Last Days is a 2022 English-language opera in one act, with music by Oliver Leith and libretto by Matt Copson. It was directed by Copson and Anna Morrisey. The title and concept for the opera were taken from the 2005 film of the same name by Gus Van Sant, which was a fictionalised account of the last days of Kurt Cobain.

==Background and synopsis==
Last Days is Leith's first opera, and librettist Copson had also never worked on an opera previously. The opera's libretto and plot are largely based on the 2005 film Last Days. Leith stated he was drawn to the film because of its sound design, in which mundane sounds are raised to the same volume as characters' dialogue. An example of this is the sound of cereal being poured into a bowl, which also featured in the opera. In the opera, the only explicit reference to Kurt Cobain is a guitar riff reminiscent of Nirvana.

The opera was "extravagantly costumed" by Balenciaga. Librettist Copson, who is more commonly a visual artist, had worked with the fashion house on a previous project. This was the first collaboration of the Royal Opera House with a fashion company since Jonathan Miller's Così fan tutte in collaboration with Giorgio Armani or the loan of jewels by Van Cleef & Arpels for Angela Gheorghiu's Tosca.

The opera tells the story of Blake, a musician who has just left rehab and is under pressure to return to touring. Blake's suicide is described as being the subject matter of the opera, despite occurring at the end. A shotgun is introduced on to the stage early in the opera, and remains until it is used by Blake to end his own life. The Guardian describes the rest of the cast as "hangers-on" causing "chaos" around Blake.

==Roles==
Agathe Rousselle, who portrayed the lead character in the premiere, had never attended an opera before being cast as Blake. Leith and Copson took her to a performance of Salome which she "hated", saying "it's not my thing".

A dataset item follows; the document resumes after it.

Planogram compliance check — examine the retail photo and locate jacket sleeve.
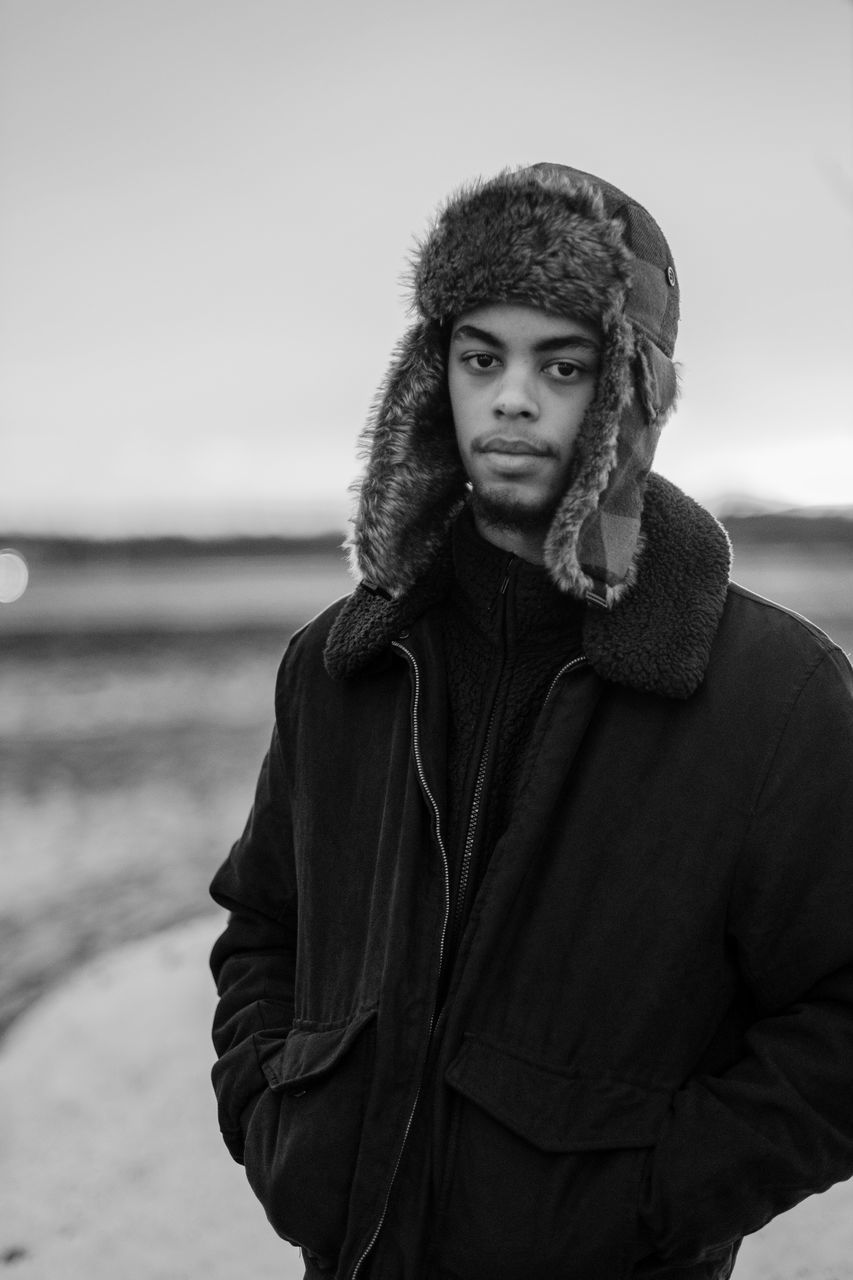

==Performance history and reception==
The opera was first performed at the Linbury Theatre in 2022. It was a joint production between the Royal Opera House and the Guildhall School of Music and Drama.

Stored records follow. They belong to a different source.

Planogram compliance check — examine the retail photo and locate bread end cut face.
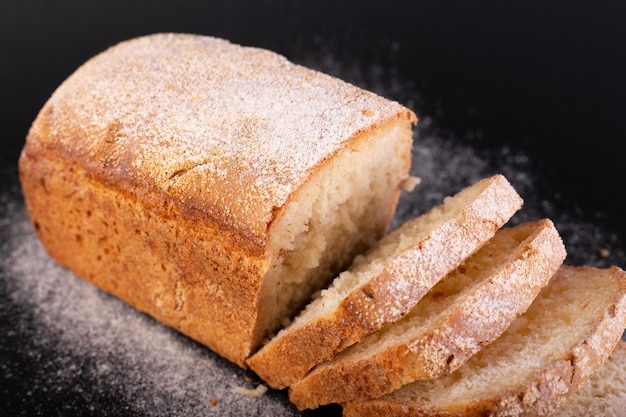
[20,34,417,366]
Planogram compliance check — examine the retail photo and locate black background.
[0,0,626,234]
[0,0,626,414]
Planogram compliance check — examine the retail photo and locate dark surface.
[0,0,626,415]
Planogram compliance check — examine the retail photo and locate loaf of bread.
[248,175,522,388]
[550,340,626,417]
[19,34,417,366]
[343,265,626,417]
[289,219,566,410]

The opera was met with universal acclaim. In a 5-star review for The Independent, Michael Church described the piece as "extraordinary" and a work "full of mysteries".
Richard Morrison for The Times called it “unhinged, unearthly and occasionally sublime.” whilst Nick Kimberley for The Evening Standard described the piece as "exemplary" saying "almost nothing happens but always with an almost hallucinatory intensity.”
In a 4-star review for The Guardian, Andrew Clements stated that there was limited characterisation in the "bleak" opera.
In a 4-star review for the Financial Times, Richard Fairman stated that the score has "no hint of Nirvana about it" and that the opera "worms its way into one's mind".

Last Days received its U.S premiere on 6 February 2024 in a one-night production at the Walt Disney Concert Hall in Los Angeles. Agathe Rouselle reprised her role as Blake.

==Kurt Cobain estate accusation==
After the premiere of the opera, Kurt Cobain's estate criticised the Royal Opera House, saying: "Sadly, it is an unauthorised attempt that seeks to profit and benefit from a brief meeting that took place thirty years ago". In response, the Royal Opera House said "The Royal Opera's production of Last Days is adapted from Gus Van Sant’s cult film of the same name, released in 2005. It is a fictionalised account, and was produced with the permissions of Gus Van Sant and HBO."